Thanks so much for pointing that out. I hadn't noticed/missed the indicated source for the presence of the harpsichord.


----------



## RevAvery (May 13, 2018)

Eschbeg wrote:
"More generally, it's worth noting that what Mozart "originally intended" is not always a useful concept, since all throughout the 17th and 18th centuries composers wrote with the full knowledge that their works would be performed on whatever instruments were available at the venue and performance in question. Even works that were conceived with specific instruments in mind were freely adapted to other instruments when necessary, so what Mozart intended was not necessarily what he expected or desired in specific performances."

That was such a helpful insight for me. I hadn't realized/thought at all about that. That makes sense and gives latitude to the performers. 

So, for Pinnock to "add" harpsichord is justified. That's a question too.

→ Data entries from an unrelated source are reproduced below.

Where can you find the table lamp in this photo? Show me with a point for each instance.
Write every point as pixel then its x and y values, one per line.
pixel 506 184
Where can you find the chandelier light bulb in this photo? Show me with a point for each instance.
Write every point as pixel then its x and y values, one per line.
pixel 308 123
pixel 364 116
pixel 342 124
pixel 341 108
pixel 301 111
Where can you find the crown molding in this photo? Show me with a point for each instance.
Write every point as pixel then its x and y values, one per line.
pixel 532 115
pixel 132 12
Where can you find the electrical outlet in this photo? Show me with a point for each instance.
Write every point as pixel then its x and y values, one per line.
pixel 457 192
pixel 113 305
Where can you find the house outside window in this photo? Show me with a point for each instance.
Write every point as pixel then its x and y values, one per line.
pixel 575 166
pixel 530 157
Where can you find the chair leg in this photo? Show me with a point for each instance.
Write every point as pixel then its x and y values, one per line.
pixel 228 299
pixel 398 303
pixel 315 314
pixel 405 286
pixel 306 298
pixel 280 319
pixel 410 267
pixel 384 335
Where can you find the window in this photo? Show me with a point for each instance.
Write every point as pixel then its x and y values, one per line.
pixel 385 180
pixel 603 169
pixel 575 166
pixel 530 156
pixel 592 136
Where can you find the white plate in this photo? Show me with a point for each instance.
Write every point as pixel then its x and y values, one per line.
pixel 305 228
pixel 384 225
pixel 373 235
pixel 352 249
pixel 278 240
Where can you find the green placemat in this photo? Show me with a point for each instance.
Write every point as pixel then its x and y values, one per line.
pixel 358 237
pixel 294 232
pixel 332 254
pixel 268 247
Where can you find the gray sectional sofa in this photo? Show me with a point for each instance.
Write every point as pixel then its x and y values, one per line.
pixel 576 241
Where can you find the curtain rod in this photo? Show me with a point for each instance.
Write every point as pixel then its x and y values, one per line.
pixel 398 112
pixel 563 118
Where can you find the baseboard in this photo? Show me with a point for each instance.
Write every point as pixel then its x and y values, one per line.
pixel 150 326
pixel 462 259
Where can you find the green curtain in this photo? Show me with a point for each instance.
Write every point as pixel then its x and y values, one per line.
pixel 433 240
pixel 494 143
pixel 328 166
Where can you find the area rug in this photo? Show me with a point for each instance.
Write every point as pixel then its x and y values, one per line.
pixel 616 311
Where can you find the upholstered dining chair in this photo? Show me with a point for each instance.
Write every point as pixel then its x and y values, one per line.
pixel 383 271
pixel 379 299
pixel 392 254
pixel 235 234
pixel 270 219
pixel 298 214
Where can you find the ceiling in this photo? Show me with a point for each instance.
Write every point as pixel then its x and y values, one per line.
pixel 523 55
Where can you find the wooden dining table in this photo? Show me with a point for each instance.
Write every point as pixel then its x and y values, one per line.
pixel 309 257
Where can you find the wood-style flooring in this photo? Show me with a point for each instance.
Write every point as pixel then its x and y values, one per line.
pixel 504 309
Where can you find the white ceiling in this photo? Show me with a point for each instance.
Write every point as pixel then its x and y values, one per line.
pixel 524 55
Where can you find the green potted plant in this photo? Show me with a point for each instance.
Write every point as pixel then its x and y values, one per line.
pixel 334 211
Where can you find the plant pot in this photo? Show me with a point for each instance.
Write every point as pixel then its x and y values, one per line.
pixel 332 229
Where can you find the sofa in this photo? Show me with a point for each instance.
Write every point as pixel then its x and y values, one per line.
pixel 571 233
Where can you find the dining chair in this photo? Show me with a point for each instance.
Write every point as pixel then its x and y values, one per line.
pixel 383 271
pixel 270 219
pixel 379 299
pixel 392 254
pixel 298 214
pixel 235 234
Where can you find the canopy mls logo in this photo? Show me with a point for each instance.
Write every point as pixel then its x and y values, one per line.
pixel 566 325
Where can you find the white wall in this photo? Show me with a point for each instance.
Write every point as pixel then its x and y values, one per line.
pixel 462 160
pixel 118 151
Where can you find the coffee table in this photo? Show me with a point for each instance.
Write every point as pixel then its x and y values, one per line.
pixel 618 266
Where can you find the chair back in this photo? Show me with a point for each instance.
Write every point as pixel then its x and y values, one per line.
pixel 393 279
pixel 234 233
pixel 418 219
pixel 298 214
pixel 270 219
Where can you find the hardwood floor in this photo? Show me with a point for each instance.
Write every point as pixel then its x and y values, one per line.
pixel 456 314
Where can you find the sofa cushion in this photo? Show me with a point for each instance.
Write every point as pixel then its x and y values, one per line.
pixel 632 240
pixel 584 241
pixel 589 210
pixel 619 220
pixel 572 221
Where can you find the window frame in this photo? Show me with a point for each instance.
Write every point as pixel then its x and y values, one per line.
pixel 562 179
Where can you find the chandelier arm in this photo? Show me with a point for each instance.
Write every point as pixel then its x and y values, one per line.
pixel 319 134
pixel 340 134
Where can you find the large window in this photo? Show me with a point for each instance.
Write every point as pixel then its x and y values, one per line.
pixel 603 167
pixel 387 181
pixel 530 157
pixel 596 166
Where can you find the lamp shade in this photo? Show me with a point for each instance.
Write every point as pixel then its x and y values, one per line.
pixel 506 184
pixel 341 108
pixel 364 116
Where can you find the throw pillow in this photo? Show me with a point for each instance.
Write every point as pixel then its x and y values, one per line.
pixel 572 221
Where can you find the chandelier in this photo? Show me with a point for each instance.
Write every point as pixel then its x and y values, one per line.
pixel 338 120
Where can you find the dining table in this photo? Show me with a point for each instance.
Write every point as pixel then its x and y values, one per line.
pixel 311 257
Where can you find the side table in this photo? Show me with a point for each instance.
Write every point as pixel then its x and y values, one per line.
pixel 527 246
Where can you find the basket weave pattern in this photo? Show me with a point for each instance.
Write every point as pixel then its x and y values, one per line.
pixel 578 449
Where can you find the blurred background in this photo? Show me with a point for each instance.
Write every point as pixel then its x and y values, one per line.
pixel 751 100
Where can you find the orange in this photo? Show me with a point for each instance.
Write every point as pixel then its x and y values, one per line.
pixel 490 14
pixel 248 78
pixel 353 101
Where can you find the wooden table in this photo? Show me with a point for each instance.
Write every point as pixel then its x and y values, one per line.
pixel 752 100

I love all this input. This is pointing me in directions for which I've been searching for insight.


----------



## Mal (Jan 1, 2016)

The HIP Goodman was an ardent proponent of keyboard continuo in Haydn, harpsichord or forte-piano, but the equally respected HIP Hogwood, following the thoughts of Haydn scholar James Webster, dispensed completely with keyboard continuo. I'm not sure what the Mozart situation is, but this makes me think it might not be correct to assume "must have harpsichord continuo" because Pinnock has it, and he's HIP. It may be (mainly) because he's a very good harpsichord player and wants to be part of the fun!


----------



## Enthusiast (Mar 5, 2016)

The continuo is more obviously needed in the Italian operas. The recent use of forte pianos for this by some conductors annoyed so people who wanted the harpsichord back.


----------



## Ras (Oct 6, 2017)

I don't know what's right or wrong or up and down when it comes harpsichord as basso continuo in Mozart or Haydn - all I know is my ears prefer to be without it.


----------